About · How it works

How it works

01
Overview

What is CodeQuill?

CodeQuill is memory infrastructure for software. It preserves verifiable, immutable evidence of what source code existed at a given point in time, and under whose authority.

Evidence is anchored to EVM blockchains (Ethereum) and stored on IPFS / Filecoin. All evidence is independently verifiable without CodeQuill's servers.

02
Pipeline

Five primitives, one provenance chain

CodeQuill produces five types of verifiable evidence, each building on the previous. Together they form a complete provenance chain from source to artifact.

01

Claim a repository

Register your GitHub repository on-chain, establishing your workspace as the authority over that codebase. This creates a verifiable link between your GitHub identity and your Ethereum wallet.

~/your-repo · zsh
$ codequill claim
02

Publish a snapshot

Create a deterministic cryptographic fingerprint (Merkle root) of your repository's source code at a specific git commit. The snapshot is anchored on-chain and the manifest is stored on IPFS.

~/your-repo · zsh
$ codequill snapshot
$ codequill publish
03

Create a release

Designate one or more snapshots as a named, versioned release. Releases have a governance lifecycle: they can be accepted, rejected, or revoked. This provides a formal decision record for your software versions.

app.codequill.xyz · web
# Created via the web application
04

Attest build artifacts

Link your build artifacts (Docker images, npm packages, binaries) to the specific source release that produced them.

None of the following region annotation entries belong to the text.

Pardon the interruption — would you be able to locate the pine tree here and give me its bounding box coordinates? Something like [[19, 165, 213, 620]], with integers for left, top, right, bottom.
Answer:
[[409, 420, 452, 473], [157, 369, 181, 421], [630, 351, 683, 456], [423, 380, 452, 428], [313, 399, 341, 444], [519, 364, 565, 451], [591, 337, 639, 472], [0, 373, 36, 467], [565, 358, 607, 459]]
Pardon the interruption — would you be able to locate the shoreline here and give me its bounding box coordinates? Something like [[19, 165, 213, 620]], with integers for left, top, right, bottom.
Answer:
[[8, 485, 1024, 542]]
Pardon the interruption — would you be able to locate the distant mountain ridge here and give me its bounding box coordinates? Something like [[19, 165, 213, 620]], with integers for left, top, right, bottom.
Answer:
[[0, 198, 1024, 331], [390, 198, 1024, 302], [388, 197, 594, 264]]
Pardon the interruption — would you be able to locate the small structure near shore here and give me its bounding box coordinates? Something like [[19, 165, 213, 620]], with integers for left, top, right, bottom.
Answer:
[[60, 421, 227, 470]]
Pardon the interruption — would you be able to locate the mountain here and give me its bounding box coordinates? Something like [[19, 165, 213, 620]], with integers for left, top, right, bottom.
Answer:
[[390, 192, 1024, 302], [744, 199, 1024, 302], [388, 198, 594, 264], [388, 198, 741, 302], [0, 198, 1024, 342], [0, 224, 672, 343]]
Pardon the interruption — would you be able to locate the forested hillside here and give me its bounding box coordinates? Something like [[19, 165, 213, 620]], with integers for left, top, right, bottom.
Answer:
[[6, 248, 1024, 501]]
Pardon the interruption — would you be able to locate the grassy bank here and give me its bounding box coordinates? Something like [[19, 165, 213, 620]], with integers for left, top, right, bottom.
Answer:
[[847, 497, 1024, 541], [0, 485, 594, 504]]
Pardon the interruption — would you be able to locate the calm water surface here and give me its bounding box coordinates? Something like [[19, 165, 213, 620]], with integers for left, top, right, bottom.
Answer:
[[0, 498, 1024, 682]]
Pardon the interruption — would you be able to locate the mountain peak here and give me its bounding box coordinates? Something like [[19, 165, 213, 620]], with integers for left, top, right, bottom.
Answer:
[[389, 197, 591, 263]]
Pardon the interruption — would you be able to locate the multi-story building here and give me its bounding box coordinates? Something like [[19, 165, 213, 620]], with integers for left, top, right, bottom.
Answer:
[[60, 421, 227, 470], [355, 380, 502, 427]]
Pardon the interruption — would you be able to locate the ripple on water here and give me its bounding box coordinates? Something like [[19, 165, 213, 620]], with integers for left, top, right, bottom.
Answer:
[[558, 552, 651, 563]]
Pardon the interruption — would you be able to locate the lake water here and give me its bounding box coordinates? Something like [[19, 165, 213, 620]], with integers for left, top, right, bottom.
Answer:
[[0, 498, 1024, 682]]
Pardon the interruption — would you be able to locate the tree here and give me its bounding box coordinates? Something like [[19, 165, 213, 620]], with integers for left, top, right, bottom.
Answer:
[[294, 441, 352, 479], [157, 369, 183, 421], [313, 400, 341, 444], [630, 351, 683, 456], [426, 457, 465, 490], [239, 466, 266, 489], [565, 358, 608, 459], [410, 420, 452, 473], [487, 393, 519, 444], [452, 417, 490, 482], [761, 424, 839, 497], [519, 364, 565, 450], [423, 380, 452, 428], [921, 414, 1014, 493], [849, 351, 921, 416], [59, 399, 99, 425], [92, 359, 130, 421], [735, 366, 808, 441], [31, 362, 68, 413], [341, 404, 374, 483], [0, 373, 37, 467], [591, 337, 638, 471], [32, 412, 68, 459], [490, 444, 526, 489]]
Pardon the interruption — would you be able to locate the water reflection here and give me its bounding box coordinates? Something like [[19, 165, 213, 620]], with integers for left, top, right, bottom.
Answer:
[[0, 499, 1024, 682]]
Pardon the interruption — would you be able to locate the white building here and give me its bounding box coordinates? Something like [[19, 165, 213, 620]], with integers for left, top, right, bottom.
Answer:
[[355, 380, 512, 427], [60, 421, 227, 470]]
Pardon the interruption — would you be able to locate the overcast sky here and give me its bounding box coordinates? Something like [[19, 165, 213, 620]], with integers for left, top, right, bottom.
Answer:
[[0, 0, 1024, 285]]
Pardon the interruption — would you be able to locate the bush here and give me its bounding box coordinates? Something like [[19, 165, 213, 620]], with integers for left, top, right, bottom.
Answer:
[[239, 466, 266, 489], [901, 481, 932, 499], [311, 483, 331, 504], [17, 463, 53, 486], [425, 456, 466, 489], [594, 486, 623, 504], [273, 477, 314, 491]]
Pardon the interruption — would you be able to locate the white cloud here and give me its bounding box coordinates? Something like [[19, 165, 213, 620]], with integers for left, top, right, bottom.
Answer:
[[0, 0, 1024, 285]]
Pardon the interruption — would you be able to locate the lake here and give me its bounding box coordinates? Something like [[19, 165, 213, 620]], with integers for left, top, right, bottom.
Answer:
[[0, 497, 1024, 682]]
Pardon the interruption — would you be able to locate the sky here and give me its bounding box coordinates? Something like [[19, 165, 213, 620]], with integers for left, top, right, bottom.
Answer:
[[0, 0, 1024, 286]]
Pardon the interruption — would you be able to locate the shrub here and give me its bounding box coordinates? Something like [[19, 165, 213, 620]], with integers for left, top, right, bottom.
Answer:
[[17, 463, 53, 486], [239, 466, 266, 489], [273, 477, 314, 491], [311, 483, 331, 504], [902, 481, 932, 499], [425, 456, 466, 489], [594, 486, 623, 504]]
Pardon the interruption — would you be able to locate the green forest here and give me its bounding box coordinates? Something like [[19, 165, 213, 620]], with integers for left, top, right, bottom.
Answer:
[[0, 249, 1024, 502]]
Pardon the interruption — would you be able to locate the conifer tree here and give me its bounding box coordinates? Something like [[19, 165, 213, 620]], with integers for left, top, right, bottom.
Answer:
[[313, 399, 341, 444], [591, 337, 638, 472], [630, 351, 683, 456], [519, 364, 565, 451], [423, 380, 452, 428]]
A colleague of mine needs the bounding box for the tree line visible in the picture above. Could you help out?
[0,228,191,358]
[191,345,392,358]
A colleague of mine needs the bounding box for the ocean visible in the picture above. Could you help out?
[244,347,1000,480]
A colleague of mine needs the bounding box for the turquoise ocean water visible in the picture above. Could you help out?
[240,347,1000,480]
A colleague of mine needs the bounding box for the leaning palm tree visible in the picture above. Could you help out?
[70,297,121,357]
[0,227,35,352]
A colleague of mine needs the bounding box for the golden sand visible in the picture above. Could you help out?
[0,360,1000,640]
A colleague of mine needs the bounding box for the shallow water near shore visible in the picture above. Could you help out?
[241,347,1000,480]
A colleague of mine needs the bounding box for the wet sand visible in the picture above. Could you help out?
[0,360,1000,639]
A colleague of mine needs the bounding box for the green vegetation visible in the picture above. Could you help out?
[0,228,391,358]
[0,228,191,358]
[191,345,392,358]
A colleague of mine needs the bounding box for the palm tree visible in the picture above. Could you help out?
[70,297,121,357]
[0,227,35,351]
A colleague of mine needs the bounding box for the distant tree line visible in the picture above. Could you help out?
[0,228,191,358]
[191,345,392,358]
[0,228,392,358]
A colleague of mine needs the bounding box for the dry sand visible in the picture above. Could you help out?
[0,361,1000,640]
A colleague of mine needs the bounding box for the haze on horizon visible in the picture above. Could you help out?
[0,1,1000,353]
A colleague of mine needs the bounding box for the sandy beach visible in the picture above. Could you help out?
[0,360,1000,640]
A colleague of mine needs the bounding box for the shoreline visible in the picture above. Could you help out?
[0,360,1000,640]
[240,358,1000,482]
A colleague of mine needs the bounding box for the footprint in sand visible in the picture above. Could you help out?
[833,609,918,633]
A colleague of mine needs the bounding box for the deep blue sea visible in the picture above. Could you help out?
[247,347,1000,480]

This creates supply-chain provenance: anyone can verify that an artifact was built from a specific, evidenced source state.

~/your-repo · zsh
$ codequill attest --release v1.0.0 --artifact ./dist/app.tar.gz
05

Preserve source code

Create an encrypted, zero-custody archive of your source code tied to a published snapshot. The archive is stored on IPFS / Filecoin and can only be decrypted by workspace members using their passkey-derived encryption keys. CodeQuill never possesses the decryption keys.

~/your-repo · zsh
$ codequill preserve
03
Verification

Trust nothing, verify everything

All evidence produced by CodeQuill is independently verifiable. Anyone can:

  • Query the smart contracts directly on Ethereum to verify claims, snapshots, releases, and attestations.
  • Retrieve manifests from IPFS using the content identifier (CID) stored on-chain.
  • Recompute the Merkle root from source files to verify snapshot integrity.
  • Validate Merkle proofs-of-inclusion to confirm a specific file was part of a snapshot.

No trust in CodeQuill's servers is required. The evidence layer is designed to outlive the platform.